2.08.2007

pensamentos catatónicos (56)

menos que oito

Estava vermelho para os peões. Ela dum lado da rua, ele do outro. Frente a frente. Ele contou as linhas brancas da passadeira que ligavam as duas margens: oito, contou as vezes em que trocaram olhares: oito, contou as pombas que assediavam uma velha arremessando grãos de milho: oito. Sentiu o estômago apertado e objecto cardíaco a acelerar.

Depois o trânsito parou, tornou-se impossível prolongar o momento. Atravessaram a estrada em silêncio e depois a cidade engoliu-os. Engoliu-os e mastigou-os, alojando-os nas suas entranhas. Ele contou os anos que viveu sem a ver: oito.

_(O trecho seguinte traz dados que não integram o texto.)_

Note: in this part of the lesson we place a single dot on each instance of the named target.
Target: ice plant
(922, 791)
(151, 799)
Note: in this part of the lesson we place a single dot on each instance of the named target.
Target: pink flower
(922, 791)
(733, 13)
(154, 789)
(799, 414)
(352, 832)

Ontem, quando reparou nela ao balcão dum bar, teve vontade de lhe falar, de lhe perguntar se ela se lembrava desse momento. Levantou-se e a cadeira caiu produzindo uma pequena explosão sonora. Trocaram de novo olhares, mas desta vez sem manifestações espontâneas do estômago ou do coração.

Agora está sentado numa cadeira da cozinha. Os olhares, os sentimentos, os estômagos apertados, o bater do coração, os cheiros… têm um prazo limitado. Talvez seja melhor não deixar passá-los por nós em silêncio, assim como quem atravessa uma simples passadeira para peões. Não sabe qual é o prazo, mas é de certeza menos que oito.

2 comentários:

Sónia disse...

Hummm!...Parece-me a cidade a soprar...ou a conspirar...

Ivar C disse...

A soprar, Crystal. A soprar...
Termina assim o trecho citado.